Os artistas que atuam nas ruas de Londrina não terão mais que pagar para se apresentar em espaços públicos da cidade. A isenção da taxa que era cobrada pela Companhia Municipal de Trânsito e Urbanização (CMTU) foi publicada na edição da última terça-feira do Jornal Oficial do Município. A nova legislação também permite a venda de bens culturais duráveis, como CDs, DVDs, livros, quadros e peças artesanais durante as apresentações.
A nova regulamentação está prevista na Lei Municipal 12.230, sancionada pelo prefeito Alexandre Kireeff em 29 de dezembro de 2014. "Esta nova lei é resultado de um trabalho que se iniciou em 2012 com um movimento criado pelos artistas de rua que alegaram que a cobrança da taxa inviabilizava as apresentações artísticas em espaços públicos de Londrina. Em 2013 o atual prefeito se mostrou favorável às medidas propostas e numa ação conjunta entre os artistas em questão, a secretaria municipal de Cultura, o Conselho Municipal de Cultura e representantes locais da Ordem dos Advogados do Brasil (OAB)ao longo do ano passado foi criada a regulamentação que passa a valer a partir desta semana", explica a secretária municipal de Cultura, Solange Batigliana.

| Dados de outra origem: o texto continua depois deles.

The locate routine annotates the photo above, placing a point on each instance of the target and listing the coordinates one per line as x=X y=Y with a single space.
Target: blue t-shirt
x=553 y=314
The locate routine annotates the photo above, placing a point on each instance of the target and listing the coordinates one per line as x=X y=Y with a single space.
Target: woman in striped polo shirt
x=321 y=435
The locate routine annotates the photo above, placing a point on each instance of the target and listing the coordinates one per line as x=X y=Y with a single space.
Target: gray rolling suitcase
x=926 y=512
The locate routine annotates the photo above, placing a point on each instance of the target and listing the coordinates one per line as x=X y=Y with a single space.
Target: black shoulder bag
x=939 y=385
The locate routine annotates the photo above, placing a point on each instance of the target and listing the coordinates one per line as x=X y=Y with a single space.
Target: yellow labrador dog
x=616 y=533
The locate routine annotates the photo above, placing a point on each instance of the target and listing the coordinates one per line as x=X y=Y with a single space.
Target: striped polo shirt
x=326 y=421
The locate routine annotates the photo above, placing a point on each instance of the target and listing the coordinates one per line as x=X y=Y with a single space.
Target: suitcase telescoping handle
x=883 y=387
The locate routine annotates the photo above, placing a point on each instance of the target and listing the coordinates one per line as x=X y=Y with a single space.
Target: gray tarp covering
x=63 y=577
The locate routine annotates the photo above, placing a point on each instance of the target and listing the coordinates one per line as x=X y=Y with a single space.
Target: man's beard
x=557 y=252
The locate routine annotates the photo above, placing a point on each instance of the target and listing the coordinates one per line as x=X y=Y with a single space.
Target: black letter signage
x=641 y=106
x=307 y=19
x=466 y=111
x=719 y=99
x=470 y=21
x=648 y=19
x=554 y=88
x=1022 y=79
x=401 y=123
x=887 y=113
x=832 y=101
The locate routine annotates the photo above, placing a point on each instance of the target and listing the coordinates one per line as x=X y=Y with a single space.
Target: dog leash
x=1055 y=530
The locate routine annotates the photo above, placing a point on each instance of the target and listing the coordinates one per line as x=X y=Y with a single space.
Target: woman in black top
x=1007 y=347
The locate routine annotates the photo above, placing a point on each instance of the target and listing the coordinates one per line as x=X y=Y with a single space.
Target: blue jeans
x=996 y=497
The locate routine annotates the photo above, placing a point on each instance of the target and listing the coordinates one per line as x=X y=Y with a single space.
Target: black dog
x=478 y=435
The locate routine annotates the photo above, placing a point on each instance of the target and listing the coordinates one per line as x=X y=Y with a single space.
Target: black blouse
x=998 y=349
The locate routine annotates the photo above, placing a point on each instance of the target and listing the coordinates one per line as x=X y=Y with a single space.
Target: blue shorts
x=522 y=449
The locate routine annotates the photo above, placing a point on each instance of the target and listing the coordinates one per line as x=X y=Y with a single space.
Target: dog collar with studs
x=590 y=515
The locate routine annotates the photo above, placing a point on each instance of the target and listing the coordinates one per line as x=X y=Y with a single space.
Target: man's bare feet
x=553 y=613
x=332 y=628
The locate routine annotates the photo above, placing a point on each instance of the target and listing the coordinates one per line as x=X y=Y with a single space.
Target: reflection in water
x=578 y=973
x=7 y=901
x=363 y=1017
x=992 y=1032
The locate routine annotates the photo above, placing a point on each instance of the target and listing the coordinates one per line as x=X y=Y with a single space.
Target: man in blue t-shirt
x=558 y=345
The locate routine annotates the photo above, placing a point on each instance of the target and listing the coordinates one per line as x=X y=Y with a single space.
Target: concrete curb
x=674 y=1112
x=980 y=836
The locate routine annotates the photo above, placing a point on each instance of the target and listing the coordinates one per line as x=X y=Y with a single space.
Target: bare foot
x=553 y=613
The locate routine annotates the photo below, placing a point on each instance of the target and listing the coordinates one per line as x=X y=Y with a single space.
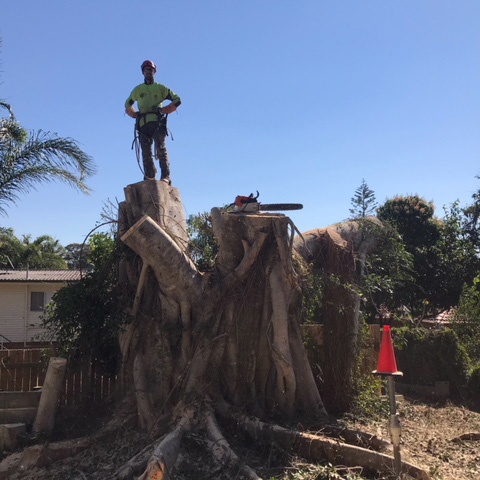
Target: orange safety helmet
x=149 y=63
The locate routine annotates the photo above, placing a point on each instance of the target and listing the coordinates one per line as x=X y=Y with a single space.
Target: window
x=37 y=301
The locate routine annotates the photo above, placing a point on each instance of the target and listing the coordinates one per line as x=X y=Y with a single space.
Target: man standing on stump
x=151 y=120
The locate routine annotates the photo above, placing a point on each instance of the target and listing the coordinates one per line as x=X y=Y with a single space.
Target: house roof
x=40 y=275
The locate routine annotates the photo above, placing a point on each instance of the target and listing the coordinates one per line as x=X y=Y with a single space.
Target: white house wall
x=17 y=322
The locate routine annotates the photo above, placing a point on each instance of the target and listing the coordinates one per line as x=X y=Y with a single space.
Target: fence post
x=52 y=387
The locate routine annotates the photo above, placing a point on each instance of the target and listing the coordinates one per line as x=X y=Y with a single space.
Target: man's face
x=148 y=73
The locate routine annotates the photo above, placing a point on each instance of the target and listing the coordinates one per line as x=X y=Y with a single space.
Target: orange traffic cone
x=387 y=364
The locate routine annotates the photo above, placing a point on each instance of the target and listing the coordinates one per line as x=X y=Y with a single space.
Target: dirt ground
x=442 y=439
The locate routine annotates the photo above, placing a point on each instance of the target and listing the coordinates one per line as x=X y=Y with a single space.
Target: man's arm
x=176 y=102
x=129 y=106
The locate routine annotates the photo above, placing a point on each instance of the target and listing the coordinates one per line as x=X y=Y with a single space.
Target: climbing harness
x=160 y=123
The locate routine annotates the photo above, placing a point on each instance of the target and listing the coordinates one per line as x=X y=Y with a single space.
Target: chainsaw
x=250 y=204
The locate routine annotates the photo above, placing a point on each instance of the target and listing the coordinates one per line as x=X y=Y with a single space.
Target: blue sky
x=299 y=100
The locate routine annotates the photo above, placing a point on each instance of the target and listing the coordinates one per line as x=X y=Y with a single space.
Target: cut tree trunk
x=339 y=252
x=202 y=343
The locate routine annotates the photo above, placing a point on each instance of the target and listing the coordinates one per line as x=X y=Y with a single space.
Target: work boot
x=166 y=180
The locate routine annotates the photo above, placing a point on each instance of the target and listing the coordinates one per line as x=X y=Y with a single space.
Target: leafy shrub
x=474 y=384
x=429 y=356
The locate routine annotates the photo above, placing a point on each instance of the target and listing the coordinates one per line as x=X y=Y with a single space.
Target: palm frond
x=41 y=158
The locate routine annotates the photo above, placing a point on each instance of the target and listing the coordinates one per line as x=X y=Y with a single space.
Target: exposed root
x=165 y=454
x=41 y=456
x=316 y=448
x=221 y=450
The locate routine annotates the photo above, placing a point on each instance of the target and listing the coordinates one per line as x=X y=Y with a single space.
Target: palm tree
x=27 y=159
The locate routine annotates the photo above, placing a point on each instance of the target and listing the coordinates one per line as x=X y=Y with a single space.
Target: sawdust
x=444 y=440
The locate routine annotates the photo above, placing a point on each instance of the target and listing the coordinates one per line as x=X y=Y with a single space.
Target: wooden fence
x=24 y=370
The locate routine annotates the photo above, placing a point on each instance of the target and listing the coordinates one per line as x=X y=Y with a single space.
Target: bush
x=474 y=384
x=429 y=356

A regulamentação estabelece como atividades culturais de artistas de rua o teatro, a dança individual ou em grupo, a capoeira, a mímica, as artes plásticas, o malabarismo ou outra atividade circense. Também fazem parte da lista a música, o folclore, a literatura, o grafite, o artesanato, a poesia declamada ou em exposição física das obras. Entre os espaços que poderão servir de palco para apresentação estão vias, cruzamentos, parques e praças públicas.
Apesar de as atividades poderem estar isentas de taxa, algumas regras devem ser cumpridas. "Não é necessário solicitar autorização para realizar apresentações, mas os artistas devem comunicar à CMTU (Companhia Municipal de Trânsito e Urbanização de Londrina) a data e o horário previsto para que não haja duas programações paralelas no mesmo local. Além disso, o trânsito de pedestres não poderá ser prejudicado e continuam valendo regras das legislações já existentes e que protegem o meio ambiente e estabelecem um limite de duração máxima de quatro horas para a apresentação, que não poderá acontecer após às 22 horas", detalha Solange.

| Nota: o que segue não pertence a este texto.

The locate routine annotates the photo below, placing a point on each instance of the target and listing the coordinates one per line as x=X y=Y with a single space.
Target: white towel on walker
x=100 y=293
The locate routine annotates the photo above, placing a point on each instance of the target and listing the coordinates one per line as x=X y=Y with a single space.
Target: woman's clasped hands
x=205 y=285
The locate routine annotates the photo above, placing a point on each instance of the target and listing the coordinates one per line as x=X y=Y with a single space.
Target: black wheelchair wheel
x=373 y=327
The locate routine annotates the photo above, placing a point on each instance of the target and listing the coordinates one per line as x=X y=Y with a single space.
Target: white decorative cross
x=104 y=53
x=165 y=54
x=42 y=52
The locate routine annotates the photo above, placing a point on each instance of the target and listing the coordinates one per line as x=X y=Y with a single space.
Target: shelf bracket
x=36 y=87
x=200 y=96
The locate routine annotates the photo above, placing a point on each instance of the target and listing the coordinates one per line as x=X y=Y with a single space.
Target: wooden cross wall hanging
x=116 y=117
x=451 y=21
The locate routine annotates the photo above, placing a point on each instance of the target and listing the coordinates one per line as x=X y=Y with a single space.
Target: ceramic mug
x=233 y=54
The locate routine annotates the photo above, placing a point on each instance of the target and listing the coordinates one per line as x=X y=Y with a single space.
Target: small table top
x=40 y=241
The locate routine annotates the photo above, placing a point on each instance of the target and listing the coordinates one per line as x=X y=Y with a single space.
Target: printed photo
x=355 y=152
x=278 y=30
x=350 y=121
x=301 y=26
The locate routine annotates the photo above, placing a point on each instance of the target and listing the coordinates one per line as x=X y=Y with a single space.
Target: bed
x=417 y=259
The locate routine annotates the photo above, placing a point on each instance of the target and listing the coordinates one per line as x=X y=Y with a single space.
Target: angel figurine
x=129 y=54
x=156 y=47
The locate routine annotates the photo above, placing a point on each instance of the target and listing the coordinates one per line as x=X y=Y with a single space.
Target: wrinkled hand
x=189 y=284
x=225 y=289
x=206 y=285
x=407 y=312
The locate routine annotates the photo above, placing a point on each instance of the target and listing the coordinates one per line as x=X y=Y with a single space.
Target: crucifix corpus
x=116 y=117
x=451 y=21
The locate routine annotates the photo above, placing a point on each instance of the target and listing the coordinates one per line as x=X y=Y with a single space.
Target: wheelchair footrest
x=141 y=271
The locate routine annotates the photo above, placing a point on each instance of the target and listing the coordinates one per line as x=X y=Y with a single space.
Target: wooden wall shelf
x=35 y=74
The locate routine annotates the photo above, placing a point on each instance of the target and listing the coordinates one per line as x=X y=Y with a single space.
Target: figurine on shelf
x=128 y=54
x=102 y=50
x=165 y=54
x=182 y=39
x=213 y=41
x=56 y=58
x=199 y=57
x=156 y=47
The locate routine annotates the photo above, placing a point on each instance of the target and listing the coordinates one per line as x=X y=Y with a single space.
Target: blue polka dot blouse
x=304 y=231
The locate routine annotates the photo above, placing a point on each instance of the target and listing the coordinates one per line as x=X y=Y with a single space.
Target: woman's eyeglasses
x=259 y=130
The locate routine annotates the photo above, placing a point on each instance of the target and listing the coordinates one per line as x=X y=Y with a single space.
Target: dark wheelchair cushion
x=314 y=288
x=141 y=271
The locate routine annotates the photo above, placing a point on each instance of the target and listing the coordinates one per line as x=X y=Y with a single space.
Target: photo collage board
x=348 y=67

A lei também determina a gratuidade para os espectadores. "No entanto são permitidas doações espontâneas por parte do público", esclarece a secretária de Cultura. De acordo com o texto, os artistas devem obedecer ainda os parâmetros estabelecidos para os níveis máximos de ruído previstos no Código de Posturas Municipal. E não ter patrocínio privado que se caracterize como evento de marketing, salvo projetos apoiados por lei municipal, estadual ou federal de incentivo à cultura.

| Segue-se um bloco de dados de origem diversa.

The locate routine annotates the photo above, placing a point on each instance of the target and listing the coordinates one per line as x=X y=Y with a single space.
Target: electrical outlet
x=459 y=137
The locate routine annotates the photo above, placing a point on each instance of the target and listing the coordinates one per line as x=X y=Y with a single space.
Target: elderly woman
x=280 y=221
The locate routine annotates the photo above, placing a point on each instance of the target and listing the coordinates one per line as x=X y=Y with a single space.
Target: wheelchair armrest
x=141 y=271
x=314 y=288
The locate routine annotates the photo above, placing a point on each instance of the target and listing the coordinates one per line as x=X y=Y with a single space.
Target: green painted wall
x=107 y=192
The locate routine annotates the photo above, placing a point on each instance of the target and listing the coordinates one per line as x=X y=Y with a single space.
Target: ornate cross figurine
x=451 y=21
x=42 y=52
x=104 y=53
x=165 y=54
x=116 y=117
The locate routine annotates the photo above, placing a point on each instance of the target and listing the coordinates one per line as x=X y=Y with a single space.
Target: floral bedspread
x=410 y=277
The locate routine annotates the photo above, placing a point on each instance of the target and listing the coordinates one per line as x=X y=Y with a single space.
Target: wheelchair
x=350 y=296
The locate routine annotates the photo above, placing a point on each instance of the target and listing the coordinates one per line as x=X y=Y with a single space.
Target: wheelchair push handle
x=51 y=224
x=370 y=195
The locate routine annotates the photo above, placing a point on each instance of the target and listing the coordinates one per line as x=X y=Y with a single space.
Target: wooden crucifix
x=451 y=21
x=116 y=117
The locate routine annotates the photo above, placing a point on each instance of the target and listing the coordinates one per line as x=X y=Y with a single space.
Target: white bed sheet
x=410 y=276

Segundo Solange, o texto da regulamentação segue padrões de legislação sobre o tema que já existem em grandes capitais. "Seguimos basicamente a mesmo padrão de leis parecidas que foram adotadas em São Paulo. Desta forma garantimos tanto o direito dos artistas de levar sua arte para as ruas e também do público, que terá um leque maior de atrações artísticas à sua disposição."